Geophysical research: article

Application of machine learning methods in tomography of receiving functions
E.G. Kozlovskaya3
I.V. Malygin1
1 Schmidt Institute of Physics of the Earth, Russian Academy of Sciences, Moscow, Russia 2 Geophysical Center, Russian Academy of Sciences, Moscow, Russia 3 Oulu Mining School Faculty of Technology University of Oulu, Finland
Journal: Geophysical research
Tome: 23
Number: 1
Year: 2022
Pages: 49-61
UDK: 550.8.05+004.85
DOI: 10.21455/gr2022.1-4
Full text
Keywords: 3D image, receiving functions, machine learning method, nearest neighbor method, Fennoscandia, postglacial uplift, near-surface layer of low S-wave velocities
Аnnotation: A method for constructing a three-dimensional digital seismic model from a set of one-dimensional dependences of the elastic properties of the medium on depth is described. Such problem arises, for example, when interpreting interborehole measurements. A similar problem is also relevant when processing data from passive seismic experiments, when a significant number of seismic stations are installed close to each other with-in the studied region. If we use the method of receiving functions to process remote earthquakes recorded at sta-tions, then from the record at each of the stations we can obtain a velocity section – the dependence of the elastic properties of the medium under the station on depth. It is usually assumed that the medium directly under the station is laterally homogeneous. In this case, the dependence of the elastic parameters on the vertical coordinate can be parametrized by a set of flat layers. The presented method allows to build a three-dimensional seismic image of the region under study using a set of such models. The main challenge is the strong anisotropy of the spatial distribution of the input data. The distance between stations in experiments of this kind is determined by the first Fresnel zone of teleseismic phases and averages 50–100 km.
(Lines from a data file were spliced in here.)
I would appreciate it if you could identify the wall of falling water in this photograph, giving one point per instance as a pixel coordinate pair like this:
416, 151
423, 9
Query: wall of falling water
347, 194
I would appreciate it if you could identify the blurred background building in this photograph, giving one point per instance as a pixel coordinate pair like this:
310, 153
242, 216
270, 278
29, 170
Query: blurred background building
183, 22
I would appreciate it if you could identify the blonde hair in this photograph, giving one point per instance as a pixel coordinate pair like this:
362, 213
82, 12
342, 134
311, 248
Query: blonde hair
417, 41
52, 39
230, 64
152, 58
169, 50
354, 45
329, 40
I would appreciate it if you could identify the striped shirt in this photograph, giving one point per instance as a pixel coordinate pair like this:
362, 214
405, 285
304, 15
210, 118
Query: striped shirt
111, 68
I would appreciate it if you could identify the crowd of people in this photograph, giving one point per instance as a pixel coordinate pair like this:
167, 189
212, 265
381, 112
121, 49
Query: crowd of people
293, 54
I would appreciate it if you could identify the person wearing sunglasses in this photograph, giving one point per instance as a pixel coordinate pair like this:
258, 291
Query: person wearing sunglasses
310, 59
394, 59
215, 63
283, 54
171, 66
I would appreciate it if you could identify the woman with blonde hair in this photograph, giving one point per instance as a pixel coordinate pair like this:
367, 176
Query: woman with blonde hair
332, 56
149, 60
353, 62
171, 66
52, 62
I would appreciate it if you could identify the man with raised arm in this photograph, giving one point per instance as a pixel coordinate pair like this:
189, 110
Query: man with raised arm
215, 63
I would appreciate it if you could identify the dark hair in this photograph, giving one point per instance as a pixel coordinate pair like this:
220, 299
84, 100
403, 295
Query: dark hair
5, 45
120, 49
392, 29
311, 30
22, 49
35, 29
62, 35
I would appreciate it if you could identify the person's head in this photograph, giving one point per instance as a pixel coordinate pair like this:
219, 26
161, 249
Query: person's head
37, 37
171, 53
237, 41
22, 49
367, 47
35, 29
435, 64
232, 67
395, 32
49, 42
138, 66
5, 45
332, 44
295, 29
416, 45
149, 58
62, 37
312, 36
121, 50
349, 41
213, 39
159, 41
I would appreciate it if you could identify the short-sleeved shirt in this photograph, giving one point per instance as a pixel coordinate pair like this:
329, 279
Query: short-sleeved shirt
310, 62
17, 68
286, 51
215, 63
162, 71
At the same time, the distance between the values specified by the layered model is an order of magnitude less. It is shown that the problem can be solved by a scaling transformation of the horizontal coordinates. To determine the scale factor, methods developed in the theory of machine learning were used. This method is applicable when the elastic parameters of the medium change smoothly between stations. In other words, there are no sub-vertical faults between the stations. As an illustration, a three-dimensional digital model of the southern part of Fennoscandia was built according to the data of the European passive seismic experiment SVEKALAPKO. The obtained result made it possible to reveal some structural features of the upper crust in the area of contact between Archean and Proterozoic rocks caused by postglacial relaxation.